The city of Rio de Janeiro’s mayor, Eduardo Cavaliere went further, announcing on X that Roan would not be welcome to perform at Todo Mundo no Rio, the city’s massive free concert series on Copacabana Beach that has previously hosted Madonna and Lady Gaga.
Chappell Roan Controversy: This Is Not the First Time

The Brazil incident did not emerge from nowhere. Chappell Roan has been publicly and loudly navigating the tension between fame and personal boundaries for the better part of two years. In August 2024, she posted about the uncomfortable attention she had received, drawing a firm line around when she considered herself on and off the clock. Roan told the BBC she would always stand up for herself and joked she might be more successful if she were okay wearing a muzzle. She confronted a photographer at a film premiere over how she felt she had been treated at an earlier event. She clashed with fans she described as crossing lines.
Each incident added a layer to a public image that is genuinely difficult to read. Some see an artist protecting herself in an industry that has historically chewed people up. Others see someone who has confused the right to boundaries with the right to be unreachable. The truth is probably somewhere between the two, and that is what makes the Lionel Richie timing feel so pointed.
What Lionel Richie Said
Richie, 76, was not discussing Chappell Roan on the Artist Friendly podcast. He was talking about his own career, his own relationship with fans, and what he believes separates the artists who last from the ones who flame out. But his words mapped directly onto the conversation the internet had been having all week.
“I always say to people: what comes with success are sacrifices,” he said. “I hope you like people. Because if you don’t like people, here’s how it’s going to sound. You spend the first half of your career going, ‘Look at me, look at me, look at me.’ And then you finally get famous. ‘Don’t look at me. Don’t look at me. Don’t look at me.’”
He traced his own approach back to something personal. “I was invisible once,” he said. “There’s a person who is scared to death of you. They want to say something to you. You can see it on their face. For me to ignore them would be the worst.” He also offered a warning about reputations, phrased in the particular way that only someone who has watched careers collapse from the inside can phrase it. “You know what travels fast? That guy was a freaking d–k.”
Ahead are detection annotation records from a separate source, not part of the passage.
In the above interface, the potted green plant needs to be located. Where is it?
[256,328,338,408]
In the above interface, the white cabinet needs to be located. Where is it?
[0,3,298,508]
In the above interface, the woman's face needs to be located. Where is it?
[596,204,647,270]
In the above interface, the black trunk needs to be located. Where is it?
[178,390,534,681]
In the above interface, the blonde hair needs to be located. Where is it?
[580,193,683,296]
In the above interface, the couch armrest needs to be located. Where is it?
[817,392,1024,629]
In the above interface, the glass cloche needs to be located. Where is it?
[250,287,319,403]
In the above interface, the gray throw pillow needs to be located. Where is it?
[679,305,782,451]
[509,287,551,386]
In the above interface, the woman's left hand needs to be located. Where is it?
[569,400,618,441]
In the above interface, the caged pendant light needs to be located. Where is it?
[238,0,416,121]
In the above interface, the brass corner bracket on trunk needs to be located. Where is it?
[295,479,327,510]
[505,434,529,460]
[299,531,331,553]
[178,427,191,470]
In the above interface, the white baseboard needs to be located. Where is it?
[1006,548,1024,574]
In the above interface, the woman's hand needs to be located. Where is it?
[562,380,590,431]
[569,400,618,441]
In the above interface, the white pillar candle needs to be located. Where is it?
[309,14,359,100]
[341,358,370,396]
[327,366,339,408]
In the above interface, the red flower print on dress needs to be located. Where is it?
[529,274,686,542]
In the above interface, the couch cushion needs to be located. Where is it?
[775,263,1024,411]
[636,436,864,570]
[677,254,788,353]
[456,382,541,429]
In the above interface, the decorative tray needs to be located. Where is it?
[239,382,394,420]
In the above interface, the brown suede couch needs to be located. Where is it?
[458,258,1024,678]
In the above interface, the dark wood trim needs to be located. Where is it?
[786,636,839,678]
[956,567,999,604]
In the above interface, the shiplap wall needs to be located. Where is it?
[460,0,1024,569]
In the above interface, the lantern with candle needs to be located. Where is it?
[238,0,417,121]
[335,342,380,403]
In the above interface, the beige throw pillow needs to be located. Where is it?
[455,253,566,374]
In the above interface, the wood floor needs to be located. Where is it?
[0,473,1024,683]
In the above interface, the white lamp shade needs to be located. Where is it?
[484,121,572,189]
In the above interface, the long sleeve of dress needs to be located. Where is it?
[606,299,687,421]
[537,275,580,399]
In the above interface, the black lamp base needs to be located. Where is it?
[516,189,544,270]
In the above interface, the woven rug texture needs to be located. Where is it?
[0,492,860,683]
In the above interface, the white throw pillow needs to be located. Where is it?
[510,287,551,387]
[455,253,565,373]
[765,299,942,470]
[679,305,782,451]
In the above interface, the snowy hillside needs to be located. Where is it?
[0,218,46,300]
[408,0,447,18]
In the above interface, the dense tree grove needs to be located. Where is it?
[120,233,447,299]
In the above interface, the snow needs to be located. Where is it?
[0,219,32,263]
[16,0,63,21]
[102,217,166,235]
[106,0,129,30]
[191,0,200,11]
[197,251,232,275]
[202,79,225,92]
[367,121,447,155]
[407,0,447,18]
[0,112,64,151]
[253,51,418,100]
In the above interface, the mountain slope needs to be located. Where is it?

He did not name anyone. The internet named someone for him.
What the Chappell Roan Controversy Looks Like Right Now

Roan’s representative confirmed she has zero tolerance for aggressive behaviour toward fans and holds her teams to the highest standards. Pascal Duvier has taken responsibility and confirmed he acted independently. The hotel has distanced itself. Ada’s birthday trip to São Paulo ended without her seeing the show. Roan has apologised.
Whether this is the end of the conversation or simply another chapter in a longer story about what Chappell Roan owes her audience is a question without a clean answer. Richie has been in the industry since before most of her fans were born, and his position is straightforward. The people who keep showing up for you are not an obligation. They are the reason the whole thing works at all. Five seconds to say thank you. That is his formula. It does not require a security guard. It does not require a policy. It just requires deciding, early and clearly, what kind of artist you want to be remembered as.